19. In Winnie Wanjiku Mwai v Attorney General & 3 others, Nairobi H.C. Constitutional & Human Rights Division Petition No. 522 of 2015 it was held that:
“10. With regard to dismissal for want of prosecution, there are indeed no hard and fast rules as to the manner in which the inherent power and discretion to dismiss an action for want of prosecution is to be exercised. It is however generally accepted that dismissal will be invited if there should be a delay in the prosecution of the action and the respondent is prejudiced by the delay with attention also being paid to the reasons for the inactivity….
12. Firstly, there should be inordinate delay. In this regard, there is no laid down tarrif as to what is inordinate and the period will depend on the facts and circumstances of each case. Secondly, the inordinate delay ought to be inexcusable. Where there is no credible excuse the inference is that the delay is inexcusable. Thirdly, it must be evident that the trial of issues between the parties will be seriously prejudiced. The longer the delay, the more likelihood of prejudice.
13. Finally, the power to dismiss an action for want of prosecution will ordinarily be exercised upon application by the respondent and consequently the respondent’s conduct is material in all respects. The respondent cannot obviously run away from his conduct.”
20. The cited authorities are sufficient on the applicable principles whenever the court is confronted with an application for dismissal of a case for want of prosecution. What therefore remains is the application of those principles to the instant application.
21. I have perused the Court file and find that the last time the matter was in Court was on 10th April, 2017. On that day, the then trial Judge gave directions for the filing of submissions and slated the matter for mention for further directions on 3rd July, 2017. Apparently the file was not placed before the Judge on 3rd July, 2017. Everything went quiet until 18th April, 2019 when counsel for the applicants fixed the matter for mention on 18th June, 2019. It again appears that the matter was not placed before a Judge on 18th June, 2019. About four days before the mention date of 18th June, 2019, the applicants filed the instant application.

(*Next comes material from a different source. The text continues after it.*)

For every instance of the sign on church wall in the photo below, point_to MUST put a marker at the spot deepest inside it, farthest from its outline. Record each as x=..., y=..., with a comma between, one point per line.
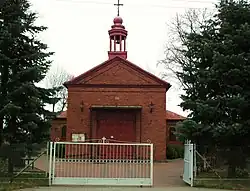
x=78, y=137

22. Although it is incumbent upon parties to track their cases in courts and even in the offices of their advocates, sometimes mistakes happen. In the case at hand the advocate who was handling the petitioners’ case left employment and the firm of advocates representing the petitioners may have lost track of the petition. The mistake should not be visited upon the petitioners.
23. It would not be in the interests of justice to punish a party for mistakes that are not of his or her making. In the instant case, the fact that the matter was never placed before a Judge on the dates it was coming up for mention also contributed to the delay in the disposal of the mater.
24. The reason advanced that the petitioners’ law firm lost touch with the matter after the counsel who was handling the matter left employment of the firm is believable. Mistakes of advocates should not be visited upon the clients more so where it is clear that the advocate was not negligent.
25. It is also noted that the failure to prosecute this petition did not in any way prejudice the applicants. Their defences are on record and they will still have their day in Court.
26. In the circumstances of this case I find the application for the dismissal of the petition for want of prosecution is without merit. The same is therefore dismissed with an order that costs shall abide the outcome of the petition. What only needs to be done is for the petitioners to have the matter mentioned as soon as possible so that directions can be issued on the hearing of the petition.
Dated, signed and delivered virtually at Nairobi this 5th day of November, 2020.